Addressing a special UN conference on the Rohingya, Maung Sawyeddollah held up a photograph of dead women and children in civilian attire and said they had been killed by an armed group fighting against Myanmar’s army.
“These people were killed in a drone attack by the Arakan Army on Aug 5, 2024,” said Sawyeddollah, part of the Rohingya Students Network.
“These are not isolated cases, they are a part of a systematic campaign …Where is justice for Rohingya?”
The mostly Muslim Rohingya have been persecuted in Myanmar for decades, with many escaping the 2017 military clampdown that is the subject of a UN genocide court case and now finding themselves unable to return as fighting rages in Rakhine state.
The state, their homeland in western Myanmar, has been the site of some of the most intense fighting between the army and Arakan Army since the 2021 military coup that overthrew the democratic government.

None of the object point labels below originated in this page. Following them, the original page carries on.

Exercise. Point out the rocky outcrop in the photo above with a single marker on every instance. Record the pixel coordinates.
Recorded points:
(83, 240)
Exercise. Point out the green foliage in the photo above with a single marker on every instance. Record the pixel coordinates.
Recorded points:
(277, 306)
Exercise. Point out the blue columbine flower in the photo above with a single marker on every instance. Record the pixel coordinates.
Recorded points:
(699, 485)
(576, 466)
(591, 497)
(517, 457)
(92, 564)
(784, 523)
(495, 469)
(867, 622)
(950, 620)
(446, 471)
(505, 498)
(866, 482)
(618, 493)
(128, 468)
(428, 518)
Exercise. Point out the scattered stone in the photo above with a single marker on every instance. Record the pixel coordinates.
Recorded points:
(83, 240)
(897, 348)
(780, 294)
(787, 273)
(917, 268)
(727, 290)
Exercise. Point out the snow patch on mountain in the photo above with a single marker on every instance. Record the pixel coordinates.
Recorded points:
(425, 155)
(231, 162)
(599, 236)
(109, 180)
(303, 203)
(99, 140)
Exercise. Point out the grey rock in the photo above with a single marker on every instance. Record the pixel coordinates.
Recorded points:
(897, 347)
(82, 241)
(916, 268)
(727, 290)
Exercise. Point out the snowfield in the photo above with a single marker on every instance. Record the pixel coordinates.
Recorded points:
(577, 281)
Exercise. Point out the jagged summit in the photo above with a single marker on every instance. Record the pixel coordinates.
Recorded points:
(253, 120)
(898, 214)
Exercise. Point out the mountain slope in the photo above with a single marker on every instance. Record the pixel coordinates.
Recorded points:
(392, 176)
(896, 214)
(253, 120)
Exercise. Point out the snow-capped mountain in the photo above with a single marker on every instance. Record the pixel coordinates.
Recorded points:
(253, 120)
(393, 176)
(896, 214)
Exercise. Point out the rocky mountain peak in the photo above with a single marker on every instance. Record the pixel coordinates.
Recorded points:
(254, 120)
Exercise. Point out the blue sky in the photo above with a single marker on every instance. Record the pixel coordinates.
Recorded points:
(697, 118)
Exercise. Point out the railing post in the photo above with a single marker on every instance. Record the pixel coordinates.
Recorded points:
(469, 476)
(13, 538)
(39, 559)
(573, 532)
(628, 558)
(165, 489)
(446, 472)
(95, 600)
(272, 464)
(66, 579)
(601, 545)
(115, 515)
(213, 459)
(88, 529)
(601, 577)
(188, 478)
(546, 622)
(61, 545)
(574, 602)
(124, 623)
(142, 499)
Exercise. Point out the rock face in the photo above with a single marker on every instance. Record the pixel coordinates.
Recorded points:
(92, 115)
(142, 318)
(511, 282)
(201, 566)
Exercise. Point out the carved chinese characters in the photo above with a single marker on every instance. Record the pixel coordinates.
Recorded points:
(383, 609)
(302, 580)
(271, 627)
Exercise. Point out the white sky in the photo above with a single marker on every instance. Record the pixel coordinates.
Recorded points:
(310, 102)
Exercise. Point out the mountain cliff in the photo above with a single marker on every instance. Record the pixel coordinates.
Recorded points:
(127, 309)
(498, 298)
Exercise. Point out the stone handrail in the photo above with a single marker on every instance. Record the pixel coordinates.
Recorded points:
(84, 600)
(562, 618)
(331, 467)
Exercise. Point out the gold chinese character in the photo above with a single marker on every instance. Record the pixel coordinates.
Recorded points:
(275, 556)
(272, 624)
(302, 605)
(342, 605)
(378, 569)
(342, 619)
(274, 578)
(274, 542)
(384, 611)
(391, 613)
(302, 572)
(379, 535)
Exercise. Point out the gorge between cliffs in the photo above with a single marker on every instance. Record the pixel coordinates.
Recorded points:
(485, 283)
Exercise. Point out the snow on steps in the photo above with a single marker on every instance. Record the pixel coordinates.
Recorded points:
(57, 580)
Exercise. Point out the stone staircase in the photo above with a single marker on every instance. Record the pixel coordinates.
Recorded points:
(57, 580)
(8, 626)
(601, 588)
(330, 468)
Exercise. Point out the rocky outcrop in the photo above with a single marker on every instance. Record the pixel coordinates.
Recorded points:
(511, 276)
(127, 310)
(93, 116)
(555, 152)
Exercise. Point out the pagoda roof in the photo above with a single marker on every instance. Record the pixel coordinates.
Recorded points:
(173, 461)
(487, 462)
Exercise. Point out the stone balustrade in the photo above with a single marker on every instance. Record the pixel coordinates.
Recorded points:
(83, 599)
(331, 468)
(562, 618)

“The Junta blocks aid, recruits Rohingyas as human shields and continues systematic oppression,” said Wai Wai Nu, founder of the Women’s Peace Network, who spent several years imprisoned in Myanmar.
The Rohingyas are now targeted by the Arakan Army, a predominantly Buddhist ethnic armed group that fights the junta and whose tactics “mirror” the junta’s “massacre, force recruitment, arson, torture … sexual violence”, she stated.